MYSTERY will always surround the death of a newborn baby who was found dumped in a town's cemetery, an inquest has heard.

Russell Claydon

MYSTERY will always surround the death of a newborn baby who was found dumped in a town's cemetery, an inquest has heard.

Several medical experts could not agree on exactly how the boy, who was found inside a plastic bag pushed into a fir tree in Bury St Edmunds, died.

An inquest, held at the Active Business Centre in the town yesterday, returned an open verdict and an unascertained cause of death.

But Greater Suffolk coroner Dr Peter Dean said he was satisfied social services had learned lessons from the events that led to the tragic events.

Details of the family and the baby cannot be printed for legal reasons, but the inquest heard how the mother, who had a history of concealed pregnancies, and her partner were initially arrested by police following a tip-off from the school her other children go to that something was not right on July 6, 2007.

On questioning, the mother initially denied she had been pregnant but broke down and led officers to the cemetery where the baby boy was found.

A case brought by the Crown Prosecution Service for allegedly concealing a birth was later dropped due to the state of the mother's mental health, which she is still receiving treatment for, the hearing was told.

The mother had told officers she believed the baby to be dead when she delivered and had hidden it in the cellar without her partner's knowledge before taking it to the cemetery alone the next day.

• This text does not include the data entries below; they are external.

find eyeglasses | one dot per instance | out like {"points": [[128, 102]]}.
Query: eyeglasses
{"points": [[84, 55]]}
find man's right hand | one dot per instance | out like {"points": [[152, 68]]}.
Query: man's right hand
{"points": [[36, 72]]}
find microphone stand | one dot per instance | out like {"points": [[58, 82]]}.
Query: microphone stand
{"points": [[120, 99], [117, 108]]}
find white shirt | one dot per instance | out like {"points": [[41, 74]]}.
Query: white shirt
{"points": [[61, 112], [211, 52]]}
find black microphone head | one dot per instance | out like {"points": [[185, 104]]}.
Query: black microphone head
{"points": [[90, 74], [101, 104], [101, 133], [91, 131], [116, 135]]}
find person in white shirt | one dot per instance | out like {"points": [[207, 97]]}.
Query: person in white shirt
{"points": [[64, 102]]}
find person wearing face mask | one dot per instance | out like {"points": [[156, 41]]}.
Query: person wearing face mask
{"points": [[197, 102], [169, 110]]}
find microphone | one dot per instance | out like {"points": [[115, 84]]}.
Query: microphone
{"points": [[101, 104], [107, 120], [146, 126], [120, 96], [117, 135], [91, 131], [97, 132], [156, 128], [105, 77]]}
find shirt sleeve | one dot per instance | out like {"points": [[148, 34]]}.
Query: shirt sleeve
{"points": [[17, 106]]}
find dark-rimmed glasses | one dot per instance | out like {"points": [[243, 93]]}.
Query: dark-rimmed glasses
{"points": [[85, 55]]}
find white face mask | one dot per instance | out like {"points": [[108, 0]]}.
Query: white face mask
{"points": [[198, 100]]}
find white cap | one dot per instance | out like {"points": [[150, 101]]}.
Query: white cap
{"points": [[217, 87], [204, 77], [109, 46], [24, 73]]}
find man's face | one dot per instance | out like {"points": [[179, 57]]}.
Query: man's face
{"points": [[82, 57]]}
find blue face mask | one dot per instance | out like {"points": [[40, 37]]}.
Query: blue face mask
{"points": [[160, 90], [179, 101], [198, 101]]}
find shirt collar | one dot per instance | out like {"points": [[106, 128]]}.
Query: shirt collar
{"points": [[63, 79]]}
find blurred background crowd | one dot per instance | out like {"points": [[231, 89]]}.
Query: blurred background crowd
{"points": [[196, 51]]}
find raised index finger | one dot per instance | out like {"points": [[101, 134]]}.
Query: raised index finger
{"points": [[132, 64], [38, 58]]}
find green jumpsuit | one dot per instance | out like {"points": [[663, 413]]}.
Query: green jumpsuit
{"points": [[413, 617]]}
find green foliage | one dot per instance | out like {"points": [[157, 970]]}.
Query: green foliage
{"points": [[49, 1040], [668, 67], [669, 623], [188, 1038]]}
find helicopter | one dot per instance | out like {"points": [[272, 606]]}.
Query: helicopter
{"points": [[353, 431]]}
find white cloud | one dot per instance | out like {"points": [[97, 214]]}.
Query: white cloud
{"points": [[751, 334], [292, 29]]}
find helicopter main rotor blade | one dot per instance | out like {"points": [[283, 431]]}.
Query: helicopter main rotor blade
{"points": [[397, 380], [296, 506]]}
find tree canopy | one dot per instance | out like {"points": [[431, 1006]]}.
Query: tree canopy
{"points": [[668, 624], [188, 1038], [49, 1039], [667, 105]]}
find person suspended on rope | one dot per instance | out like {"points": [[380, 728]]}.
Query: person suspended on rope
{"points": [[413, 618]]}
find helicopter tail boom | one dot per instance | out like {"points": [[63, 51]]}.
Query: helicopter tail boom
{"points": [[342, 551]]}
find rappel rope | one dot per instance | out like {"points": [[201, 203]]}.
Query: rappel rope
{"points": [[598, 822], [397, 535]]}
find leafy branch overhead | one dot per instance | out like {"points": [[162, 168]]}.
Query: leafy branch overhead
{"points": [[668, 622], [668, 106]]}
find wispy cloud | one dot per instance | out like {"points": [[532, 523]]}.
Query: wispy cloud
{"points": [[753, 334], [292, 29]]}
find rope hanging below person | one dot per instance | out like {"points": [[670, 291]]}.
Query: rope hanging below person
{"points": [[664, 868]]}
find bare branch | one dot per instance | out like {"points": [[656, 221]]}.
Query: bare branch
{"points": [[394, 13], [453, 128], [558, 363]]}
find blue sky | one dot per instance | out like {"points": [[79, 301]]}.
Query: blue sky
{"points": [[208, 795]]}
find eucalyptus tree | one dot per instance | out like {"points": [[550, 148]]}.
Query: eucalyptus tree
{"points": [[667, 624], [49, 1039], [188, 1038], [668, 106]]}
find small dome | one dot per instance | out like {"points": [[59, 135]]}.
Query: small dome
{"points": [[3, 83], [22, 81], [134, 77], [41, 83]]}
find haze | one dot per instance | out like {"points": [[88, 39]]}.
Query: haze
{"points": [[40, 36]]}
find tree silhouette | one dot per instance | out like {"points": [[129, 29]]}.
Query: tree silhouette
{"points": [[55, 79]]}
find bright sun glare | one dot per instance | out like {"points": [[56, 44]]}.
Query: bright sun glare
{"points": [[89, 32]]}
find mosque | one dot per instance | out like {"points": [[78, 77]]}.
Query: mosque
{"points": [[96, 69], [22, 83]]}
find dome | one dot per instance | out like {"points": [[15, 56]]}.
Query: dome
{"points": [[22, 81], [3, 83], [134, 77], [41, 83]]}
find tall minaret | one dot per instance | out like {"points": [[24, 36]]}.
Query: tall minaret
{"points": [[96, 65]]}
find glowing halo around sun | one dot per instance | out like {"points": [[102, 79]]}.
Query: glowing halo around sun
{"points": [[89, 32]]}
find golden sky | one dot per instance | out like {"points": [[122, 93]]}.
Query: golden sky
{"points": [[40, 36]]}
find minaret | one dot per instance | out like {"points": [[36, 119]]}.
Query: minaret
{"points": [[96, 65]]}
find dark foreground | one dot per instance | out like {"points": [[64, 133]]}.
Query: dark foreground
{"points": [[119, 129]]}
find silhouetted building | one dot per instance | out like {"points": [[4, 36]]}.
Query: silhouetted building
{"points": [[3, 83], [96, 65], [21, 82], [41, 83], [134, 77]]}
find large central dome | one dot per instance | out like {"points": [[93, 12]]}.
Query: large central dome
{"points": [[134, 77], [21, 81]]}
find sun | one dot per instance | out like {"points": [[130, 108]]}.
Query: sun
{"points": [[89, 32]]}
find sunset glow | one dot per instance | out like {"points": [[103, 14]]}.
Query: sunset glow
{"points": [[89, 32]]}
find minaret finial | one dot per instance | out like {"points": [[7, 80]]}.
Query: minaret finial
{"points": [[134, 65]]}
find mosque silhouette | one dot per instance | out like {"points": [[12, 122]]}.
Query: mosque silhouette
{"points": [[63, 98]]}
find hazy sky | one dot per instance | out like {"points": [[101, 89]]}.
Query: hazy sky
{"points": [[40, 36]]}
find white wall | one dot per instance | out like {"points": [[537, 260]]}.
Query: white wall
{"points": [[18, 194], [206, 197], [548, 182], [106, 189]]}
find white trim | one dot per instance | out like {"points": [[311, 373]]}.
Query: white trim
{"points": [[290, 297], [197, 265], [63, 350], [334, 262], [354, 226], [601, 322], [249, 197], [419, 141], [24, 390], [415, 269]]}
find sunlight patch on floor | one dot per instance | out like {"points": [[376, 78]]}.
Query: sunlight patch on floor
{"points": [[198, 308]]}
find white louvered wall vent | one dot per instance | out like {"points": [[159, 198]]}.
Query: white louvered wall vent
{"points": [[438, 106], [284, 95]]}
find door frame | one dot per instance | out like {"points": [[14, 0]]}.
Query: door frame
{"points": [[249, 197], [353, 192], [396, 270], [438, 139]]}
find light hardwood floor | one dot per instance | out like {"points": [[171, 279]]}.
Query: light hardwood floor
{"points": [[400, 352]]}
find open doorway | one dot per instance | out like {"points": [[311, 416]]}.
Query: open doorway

Three separate examinations of the body could not identify whether the baby died as a result of a large quantity of painkillers the mother had taken or from a streptococcal infection in her genital tract. Experts could also not agree whether the baby was alive when it was born.

The inquest also heard from Cliff James, head of safeguarding for Suffolk County Council's children's services department, who said a new multi-agency approach to such cases had been put in place since this incident. He said the department had been involved in the case and the woman was known to them previously but she had strongly refuted she was pregnant.

Dr Dean said: β€œIt is important agencies look at this and lessons be learned from this rare but tragic set of events.”